If you can pump around 30 GPM (gallons per minute), which is also equivalent to 1800 GPH (gallons per hour), it should take you 2.78 hours or 2 hours and 46 minutes to drain your pool using a hose.
Pool water should never be drained to the street or the storm drain. Storm drains in the Bay Area typically run into local creeks, rivers and the bays. In most places, it's against the law to drain pools and spas this way because pool water contains chemicals that can endanger or kill wildlife.
But did you know there's an easy way to reuse the water that's already in the pool? All you have to do is recycle it! Meet reverse osmosis — the best way to purify your swimming pool water. It works by pushing the existing water through semipermeable membranes that hold off any impurities, particles, and buildup.
Simply stop adding chlorine to your uncovered pool and wait. Sunlight will help to naturally dissipate the chlorine within 10 days. During that time, use a swimming pool test kit to measure chlorine. Chemically dechlorinate the pool water.
In simple terms, you cannot drain pool water into the streets, curbs, catch basins, gutters, ditches, channels, and ultimately, into storm drains (which flow directly into local streams)!
Household sink or bathtub - Yes, seriously! Run the garden hose between your pool and your sink or tub and start the flow! This will direct the water to the sanitary sewers.
Put one end of your garden hose inside the port. Thread the hose to the back of your house. Attach the other end of the garden hose to a submersion pump and place the hose and pump in the deepest area of your pool, near the drain. The pool will begin to drain.
Drain the water down to no more than 6 inches from the bottom of the skimmer if you plan to use a standard floating winter cover. Use your pool filter, switched to the "Drain" setting, to empty the pool water. Attach a pool hose to the end of the filter opening that leads to your yard's drain to avoid flooding.
Swimming pool builders often install overflow drains near the rim of the pool that prevent flooding most of the time. If you don't have an overflow drain, or if it is clogged, it is possible for periods of unusually heavy rain to overflow your pool.
A 10,000 gallon pool will take about 14 hours to drain, the maximum rate recommended by the City of Phoenix. It will take twice as long to drain if the pool size is doubled or cut in half.
Even though you can drain your above-ground pool without worrying about the permanent damage to which inground pools are suseptible, that doesn't mean it's something you want. If you absolutely do need to drain your pool, make sure that each of the items on this checklist apply first.

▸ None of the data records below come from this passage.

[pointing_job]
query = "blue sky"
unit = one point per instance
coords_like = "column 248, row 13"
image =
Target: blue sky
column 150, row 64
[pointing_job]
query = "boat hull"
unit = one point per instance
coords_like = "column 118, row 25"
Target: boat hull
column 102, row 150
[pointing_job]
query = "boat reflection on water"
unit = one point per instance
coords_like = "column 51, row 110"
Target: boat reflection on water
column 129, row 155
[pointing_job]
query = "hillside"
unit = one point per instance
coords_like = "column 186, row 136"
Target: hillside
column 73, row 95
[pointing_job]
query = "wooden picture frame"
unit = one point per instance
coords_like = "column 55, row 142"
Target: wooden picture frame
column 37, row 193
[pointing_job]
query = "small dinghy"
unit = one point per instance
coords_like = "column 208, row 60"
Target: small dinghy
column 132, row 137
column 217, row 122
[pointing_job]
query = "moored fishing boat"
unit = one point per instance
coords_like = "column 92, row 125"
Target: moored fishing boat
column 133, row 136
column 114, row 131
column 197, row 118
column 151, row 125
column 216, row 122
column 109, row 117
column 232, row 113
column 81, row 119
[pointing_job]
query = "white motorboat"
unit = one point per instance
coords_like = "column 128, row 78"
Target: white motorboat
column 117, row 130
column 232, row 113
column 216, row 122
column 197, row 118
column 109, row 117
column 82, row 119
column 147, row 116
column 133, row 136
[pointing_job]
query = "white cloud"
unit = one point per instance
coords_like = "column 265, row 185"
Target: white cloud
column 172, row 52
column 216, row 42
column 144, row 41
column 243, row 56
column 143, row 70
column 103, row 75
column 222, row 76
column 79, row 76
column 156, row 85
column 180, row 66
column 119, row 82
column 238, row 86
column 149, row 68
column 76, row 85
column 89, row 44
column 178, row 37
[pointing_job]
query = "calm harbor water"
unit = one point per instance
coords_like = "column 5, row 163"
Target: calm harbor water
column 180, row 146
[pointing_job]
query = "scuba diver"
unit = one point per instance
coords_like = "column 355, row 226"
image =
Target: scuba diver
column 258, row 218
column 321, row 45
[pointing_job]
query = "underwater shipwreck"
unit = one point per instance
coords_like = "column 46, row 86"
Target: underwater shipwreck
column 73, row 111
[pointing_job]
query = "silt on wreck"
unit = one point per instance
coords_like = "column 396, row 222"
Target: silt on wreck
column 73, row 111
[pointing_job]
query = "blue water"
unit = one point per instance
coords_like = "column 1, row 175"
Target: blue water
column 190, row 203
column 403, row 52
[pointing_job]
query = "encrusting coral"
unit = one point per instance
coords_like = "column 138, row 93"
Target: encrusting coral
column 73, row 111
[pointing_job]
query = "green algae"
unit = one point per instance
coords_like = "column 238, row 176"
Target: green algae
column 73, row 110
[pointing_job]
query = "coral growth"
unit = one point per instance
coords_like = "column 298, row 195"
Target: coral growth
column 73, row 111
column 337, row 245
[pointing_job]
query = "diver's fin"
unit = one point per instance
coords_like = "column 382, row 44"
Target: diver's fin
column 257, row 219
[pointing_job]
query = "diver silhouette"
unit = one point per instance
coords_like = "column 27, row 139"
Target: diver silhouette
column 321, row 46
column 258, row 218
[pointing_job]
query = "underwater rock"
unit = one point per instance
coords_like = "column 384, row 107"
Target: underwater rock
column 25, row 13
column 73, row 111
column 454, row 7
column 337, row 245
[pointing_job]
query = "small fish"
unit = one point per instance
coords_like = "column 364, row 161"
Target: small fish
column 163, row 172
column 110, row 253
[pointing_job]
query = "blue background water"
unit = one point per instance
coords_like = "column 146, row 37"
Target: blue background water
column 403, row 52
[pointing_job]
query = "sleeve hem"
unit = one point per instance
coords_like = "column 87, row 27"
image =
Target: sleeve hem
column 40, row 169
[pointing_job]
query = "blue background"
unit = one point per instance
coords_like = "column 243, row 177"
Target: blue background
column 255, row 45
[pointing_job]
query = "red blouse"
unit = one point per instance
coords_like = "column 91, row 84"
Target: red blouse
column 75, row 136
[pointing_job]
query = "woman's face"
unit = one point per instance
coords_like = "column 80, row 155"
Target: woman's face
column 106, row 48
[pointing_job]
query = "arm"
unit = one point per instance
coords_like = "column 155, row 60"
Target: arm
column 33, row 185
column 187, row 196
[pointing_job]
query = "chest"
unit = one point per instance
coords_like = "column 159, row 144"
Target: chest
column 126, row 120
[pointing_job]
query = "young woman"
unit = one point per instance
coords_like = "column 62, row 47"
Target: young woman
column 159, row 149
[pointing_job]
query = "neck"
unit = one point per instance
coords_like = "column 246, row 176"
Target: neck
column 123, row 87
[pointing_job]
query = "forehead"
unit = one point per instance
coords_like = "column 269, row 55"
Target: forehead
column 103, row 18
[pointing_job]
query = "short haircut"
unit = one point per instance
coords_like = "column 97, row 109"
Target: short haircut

Pool water contains chlorine or bromine, both harmful to plants. You'll see the results — leaves turning yellow or brown (the whole leaf or just around the edges) and extensive leaf drop. If your pool was uncovered all winter but still treated with chlorine, the chlorine levels might be too high to be safe for plants.
If you plan on using pool water to irrigate your trees, don't add any more chlorine to your pool. After four or five days, test the water. When its chlorine level dips below 0.5 parts per million, the water is safe for most trees.
2 ppm of Chlorine will take up to 4 and a half days or around 110 hours to evaporate from 10 gallons of standing water. Ultraviolet light, water circulation, and aeration will speed up the evaporation process dramatically. Chlorine will last between 6 and 8 minutes in 10 gallons of boiling tap water.
Because there is no main drain on most aboveground pools, you will only be able to lower the water to the bottom of the intake or skimmer, using your aboveground pool filter system. To drain an aboveground pools, either a). Use small submersible electric pump and garden hose, or b).
If you need to drain your pool or spa, discharge of polluted pool water to the sanitary sewer is an option, since the sanitary sewer system is conveyed to a treatment plant where it is designed to remove most chemicals found in pools and spas. Your pool might have a permanent indirect connection to the sanitary sewer.